Frequent Crashes of Secondary PFsense Node in HA Cluster After Large Sync Operations
-
Hello,
I'm posting this message on the forum to find out if anyone else is experiencing the same issue or if there is a solution somewhere that I haven't found yet.
Basically, I have four PFsense HA clusters, and we regularly experience crashes on the secondary node with the following message on the primary:
"A communications error occurred while attempting XMLRPC sync."Upon checking, we completely lose access to the WEBUI of our secondary node. It becomes entirely inaccessible, sometimes displaying an ERRORx50 PHP crash page, but no error reports are generated.
We then connect directly to PFsense via CLI, where everything appears fine—the firewall is accessible and responsive. I've already tried forcing a restart of the WEBUI, but nothing happens. Each time, I am forced to restart the secondary node manually.

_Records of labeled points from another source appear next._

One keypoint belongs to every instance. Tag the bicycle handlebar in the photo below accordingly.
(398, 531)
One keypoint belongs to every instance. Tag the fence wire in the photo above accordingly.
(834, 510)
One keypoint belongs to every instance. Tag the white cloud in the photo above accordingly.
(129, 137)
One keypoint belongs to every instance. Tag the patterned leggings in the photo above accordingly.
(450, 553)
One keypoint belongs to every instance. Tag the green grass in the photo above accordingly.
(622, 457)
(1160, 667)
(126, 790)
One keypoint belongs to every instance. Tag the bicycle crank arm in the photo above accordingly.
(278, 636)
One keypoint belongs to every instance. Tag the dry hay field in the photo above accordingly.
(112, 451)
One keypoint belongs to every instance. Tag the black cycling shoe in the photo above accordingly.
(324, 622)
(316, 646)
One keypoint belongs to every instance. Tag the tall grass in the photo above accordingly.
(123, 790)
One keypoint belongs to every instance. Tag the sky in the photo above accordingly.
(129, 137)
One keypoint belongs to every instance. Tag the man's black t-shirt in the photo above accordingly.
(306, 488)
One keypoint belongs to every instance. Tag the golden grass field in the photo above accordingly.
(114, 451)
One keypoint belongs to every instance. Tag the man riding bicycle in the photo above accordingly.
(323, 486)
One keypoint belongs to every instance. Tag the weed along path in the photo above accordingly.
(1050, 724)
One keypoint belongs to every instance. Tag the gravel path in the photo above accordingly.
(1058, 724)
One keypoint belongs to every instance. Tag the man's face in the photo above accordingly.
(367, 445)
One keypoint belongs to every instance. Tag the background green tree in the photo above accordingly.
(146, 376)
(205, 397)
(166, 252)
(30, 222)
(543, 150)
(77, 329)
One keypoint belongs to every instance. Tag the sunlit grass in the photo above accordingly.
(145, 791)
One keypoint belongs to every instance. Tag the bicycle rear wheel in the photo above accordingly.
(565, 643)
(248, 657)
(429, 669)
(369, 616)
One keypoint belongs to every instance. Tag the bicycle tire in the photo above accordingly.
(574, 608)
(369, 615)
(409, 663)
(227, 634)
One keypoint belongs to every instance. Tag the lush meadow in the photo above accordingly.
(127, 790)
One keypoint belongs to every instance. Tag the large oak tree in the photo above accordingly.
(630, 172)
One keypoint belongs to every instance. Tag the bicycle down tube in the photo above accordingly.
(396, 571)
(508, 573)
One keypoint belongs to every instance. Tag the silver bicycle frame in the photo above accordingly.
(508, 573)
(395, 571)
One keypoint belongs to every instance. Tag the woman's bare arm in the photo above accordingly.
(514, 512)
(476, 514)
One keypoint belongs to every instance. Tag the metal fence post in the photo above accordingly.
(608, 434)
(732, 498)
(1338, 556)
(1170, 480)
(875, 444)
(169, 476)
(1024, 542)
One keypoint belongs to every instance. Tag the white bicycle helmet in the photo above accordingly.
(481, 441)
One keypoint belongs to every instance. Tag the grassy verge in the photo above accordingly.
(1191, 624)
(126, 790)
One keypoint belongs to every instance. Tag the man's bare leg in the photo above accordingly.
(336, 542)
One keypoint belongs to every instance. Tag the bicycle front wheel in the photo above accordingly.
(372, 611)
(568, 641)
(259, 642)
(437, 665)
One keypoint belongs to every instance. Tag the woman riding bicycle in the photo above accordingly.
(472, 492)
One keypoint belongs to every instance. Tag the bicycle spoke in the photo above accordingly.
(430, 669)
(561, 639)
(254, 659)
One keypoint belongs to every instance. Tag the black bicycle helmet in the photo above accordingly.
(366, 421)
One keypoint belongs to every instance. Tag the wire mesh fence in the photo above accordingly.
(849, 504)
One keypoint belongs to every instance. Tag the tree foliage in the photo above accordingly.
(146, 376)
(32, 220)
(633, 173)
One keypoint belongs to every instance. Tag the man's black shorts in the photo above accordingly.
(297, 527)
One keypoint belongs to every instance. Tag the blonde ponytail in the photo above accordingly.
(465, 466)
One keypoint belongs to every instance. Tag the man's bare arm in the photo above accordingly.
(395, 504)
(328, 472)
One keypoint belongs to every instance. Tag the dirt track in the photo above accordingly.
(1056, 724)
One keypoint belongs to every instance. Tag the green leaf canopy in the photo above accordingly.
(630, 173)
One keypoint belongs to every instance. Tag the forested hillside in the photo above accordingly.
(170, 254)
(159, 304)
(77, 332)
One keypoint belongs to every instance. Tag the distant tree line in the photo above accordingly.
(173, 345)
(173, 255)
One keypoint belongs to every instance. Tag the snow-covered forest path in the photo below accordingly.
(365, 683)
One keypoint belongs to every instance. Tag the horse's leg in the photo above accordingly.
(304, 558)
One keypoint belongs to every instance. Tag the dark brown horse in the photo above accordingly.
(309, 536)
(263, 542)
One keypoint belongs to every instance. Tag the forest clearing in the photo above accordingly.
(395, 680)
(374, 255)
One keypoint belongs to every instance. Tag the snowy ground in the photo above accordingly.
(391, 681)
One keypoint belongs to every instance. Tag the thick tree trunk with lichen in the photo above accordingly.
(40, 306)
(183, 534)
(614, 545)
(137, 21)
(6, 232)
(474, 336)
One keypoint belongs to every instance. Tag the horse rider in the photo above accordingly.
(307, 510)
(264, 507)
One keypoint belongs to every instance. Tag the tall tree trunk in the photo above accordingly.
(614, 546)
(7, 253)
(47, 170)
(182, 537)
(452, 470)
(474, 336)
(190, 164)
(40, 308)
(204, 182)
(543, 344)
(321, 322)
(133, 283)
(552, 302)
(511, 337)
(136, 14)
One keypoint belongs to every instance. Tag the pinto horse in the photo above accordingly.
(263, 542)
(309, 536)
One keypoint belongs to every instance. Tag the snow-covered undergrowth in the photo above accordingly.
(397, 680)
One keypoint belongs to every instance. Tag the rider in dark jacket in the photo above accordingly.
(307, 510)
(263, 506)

We have noticed that the error occurs after synchronizing a large number of firewall rules, creating an IPsec tunnel, or even setting up a new VPN. It seems like the issue arises when there is a large amount of data to synchronize.
We have already switched operations to the secondary node before and never encountered any production issues or disruptions.
We are running version 24.03 with some installed packages, including Freeradius (for VPN user management), OpenVPN Client Export, pfBlockerNG, Suricata, Syslog-NG, System Patches, and Zabbix Agent.
This issue occurs on all four of my PFsense HA clusters, not just one.
Unfortunately, we do not understand the root cause of these "crashes," even though they may not be actual crashes—since no crash logs are available, and we have to force a reboot from the CLI.